Mattel’s “Fashionistas” line is Barbie’s most diverse and inclusive line with over 175 different looks. It aims to offer children dolls with various skin colors, morphologies and disabilities.

“[My daughter] really love it,” Kim Hurley from south London said, referring to her 10-year-old daughter Lexi. “She had a huge smile on her face and said, ‘She’s like me mum and her helpers hearing aids are pink too! ‘”

Lexi lost her hearing nearly two years ago due to a condition called enlarged vestibular aqueducts, which left her profoundly deaf in her left ear and severely deaf in her right ear.

“Seeing a doll with hearing aids like my daughter makes her feel special,” Hurley added. “His hearing aids give him superpowers.”

There are around 11 million people who are deaf or hard of hearing in the UK, according to the British government.

Many parents of deaf children, including Collett from Devon, UK, who declined to give her surname, are celebrating the diverse new range of Barbie dolls for opening up new conversations.

“I think it’s amazing,” Collett told ABC News. She also said she “hopes” the line will bring greater awareness of issues related to hearing conditions.

The new line was launched in the UK with the help of Rose Ayling-Ellis, a deaf British actress from birth. She is also an activist for the deaf community and campaigned for the British Sign Language Act, which would recognize BSL as a language of England, Wales and Scotland, to be passed by the UK government.

Ayling-Ellis was pictured for the launch alongside a group of models who are also activists, including student and vitiligo awareness campaigner Jamie Stewart; model, yoga teacher and prosthetic leg user Faisha; and Renée Valentine, model and paraplegic wheelchair user.

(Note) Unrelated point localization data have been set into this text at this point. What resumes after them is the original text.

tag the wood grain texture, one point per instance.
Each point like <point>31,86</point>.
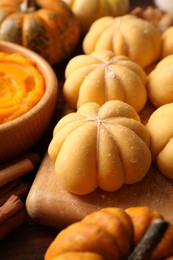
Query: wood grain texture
<point>49,204</point>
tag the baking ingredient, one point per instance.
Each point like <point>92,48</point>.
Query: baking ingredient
<point>22,86</point>
<point>102,76</point>
<point>106,232</point>
<point>95,9</point>
<point>47,27</point>
<point>12,215</point>
<point>102,147</point>
<point>125,35</point>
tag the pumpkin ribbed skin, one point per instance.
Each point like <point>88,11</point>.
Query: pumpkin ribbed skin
<point>94,9</point>
<point>102,76</point>
<point>125,35</point>
<point>120,225</point>
<point>52,30</point>
<point>103,147</point>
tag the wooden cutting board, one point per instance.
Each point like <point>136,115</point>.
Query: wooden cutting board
<point>49,204</point>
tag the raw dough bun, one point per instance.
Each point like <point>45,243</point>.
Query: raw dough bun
<point>160,83</point>
<point>160,126</point>
<point>102,147</point>
<point>102,76</point>
<point>127,35</point>
<point>167,42</point>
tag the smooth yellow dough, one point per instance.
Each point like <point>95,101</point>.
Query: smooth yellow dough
<point>160,82</point>
<point>101,76</point>
<point>167,42</point>
<point>102,147</point>
<point>160,126</point>
<point>127,35</point>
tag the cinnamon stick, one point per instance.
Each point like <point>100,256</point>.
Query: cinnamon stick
<point>10,208</point>
<point>12,214</point>
<point>18,168</point>
<point>20,190</point>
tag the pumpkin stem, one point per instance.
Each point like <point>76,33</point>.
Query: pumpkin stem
<point>150,240</point>
<point>28,6</point>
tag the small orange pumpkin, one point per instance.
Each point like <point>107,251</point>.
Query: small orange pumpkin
<point>111,233</point>
<point>47,27</point>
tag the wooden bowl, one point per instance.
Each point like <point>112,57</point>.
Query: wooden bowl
<point>19,135</point>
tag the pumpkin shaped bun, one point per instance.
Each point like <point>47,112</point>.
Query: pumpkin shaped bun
<point>160,82</point>
<point>160,127</point>
<point>112,233</point>
<point>102,76</point>
<point>127,35</point>
<point>102,147</point>
<point>96,9</point>
<point>167,42</point>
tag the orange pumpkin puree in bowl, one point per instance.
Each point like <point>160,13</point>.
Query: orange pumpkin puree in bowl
<point>21,86</point>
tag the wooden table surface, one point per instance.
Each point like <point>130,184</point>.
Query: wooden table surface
<point>30,240</point>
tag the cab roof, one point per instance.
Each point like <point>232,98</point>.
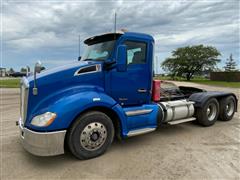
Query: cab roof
<point>112,36</point>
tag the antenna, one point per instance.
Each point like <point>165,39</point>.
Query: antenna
<point>115,22</point>
<point>79,45</point>
<point>79,41</point>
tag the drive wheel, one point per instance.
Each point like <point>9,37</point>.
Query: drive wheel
<point>208,114</point>
<point>90,135</point>
<point>227,108</point>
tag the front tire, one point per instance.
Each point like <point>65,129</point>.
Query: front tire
<point>90,135</point>
<point>227,108</point>
<point>208,114</point>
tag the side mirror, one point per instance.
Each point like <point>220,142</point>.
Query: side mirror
<point>38,67</point>
<point>122,58</point>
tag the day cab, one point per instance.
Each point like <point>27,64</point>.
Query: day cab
<point>109,93</point>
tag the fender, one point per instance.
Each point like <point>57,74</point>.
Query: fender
<point>201,98</point>
<point>69,104</point>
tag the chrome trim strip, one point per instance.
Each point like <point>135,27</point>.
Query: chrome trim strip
<point>98,69</point>
<point>42,143</point>
<point>140,131</point>
<point>138,112</point>
<point>181,121</point>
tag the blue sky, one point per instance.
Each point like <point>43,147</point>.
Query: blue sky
<point>48,30</point>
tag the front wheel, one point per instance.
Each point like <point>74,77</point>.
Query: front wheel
<point>208,114</point>
<point>91,135</point>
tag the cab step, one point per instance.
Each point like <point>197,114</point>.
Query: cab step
<point>182,121</point>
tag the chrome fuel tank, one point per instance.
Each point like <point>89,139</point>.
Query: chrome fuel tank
<point>175,110</point>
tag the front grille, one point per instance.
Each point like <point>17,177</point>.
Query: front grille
<point>24,87</point>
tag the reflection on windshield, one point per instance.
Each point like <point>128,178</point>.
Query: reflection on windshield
<point>100,51</point>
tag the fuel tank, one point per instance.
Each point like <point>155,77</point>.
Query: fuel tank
<point>175,110</point>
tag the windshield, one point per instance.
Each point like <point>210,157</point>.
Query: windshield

“When @barbie told me they were releasing a doll with a hearing aid I was so excited,” Ayling-Ellis wrote in the caption of an Instagram post, announcing the new dolls. “When I was little, I drew hearing aids on my Barbie dolls to look like me – now deaf children don’t have to!”

“I’m so happy kids can see even more inclusion in toys now,” she added. “Love that @mattel is releasing more dolls that encourage kids to celebrate and embrace their differences!”

Comments on Ayling Ellis Instagram post were quickly inundated with support and enthusiasm from parents and people living with disabilities.

“It’s amazing! When I got my first hearing aid, my mom made my teddy bears little cardboard hearing aids to make me feel less alone. It’s so important that the toys are more inclusive,” wrote an Instagram user.

“I was so happy when I saw Mattel doing this,” another user commented. “I have 2 daughters who wear hearing aids and I know my youngest would love it [B]Arbie. It has already been ordered for her. Wish they had done this years ago for my eldest. I wish more toy companies would take note and start including other disabilities on their products so that all children with disabilities feel included.”

When creating the new line of dolls, Mattel consulted with hearing experts to accurately describe their hearing aids.

Rosie Eggleston, head of attendance at the National Deaf Children’s Society, described the new Barbie line as “a really positive step towards inclusion”.

“It will mean a lot to deaf children who wear hearing aids, as they will see their own experiences reflected in a truly mainstream toy,” Eggleston told ABC News. “It could really help them to be proud of their deafness.”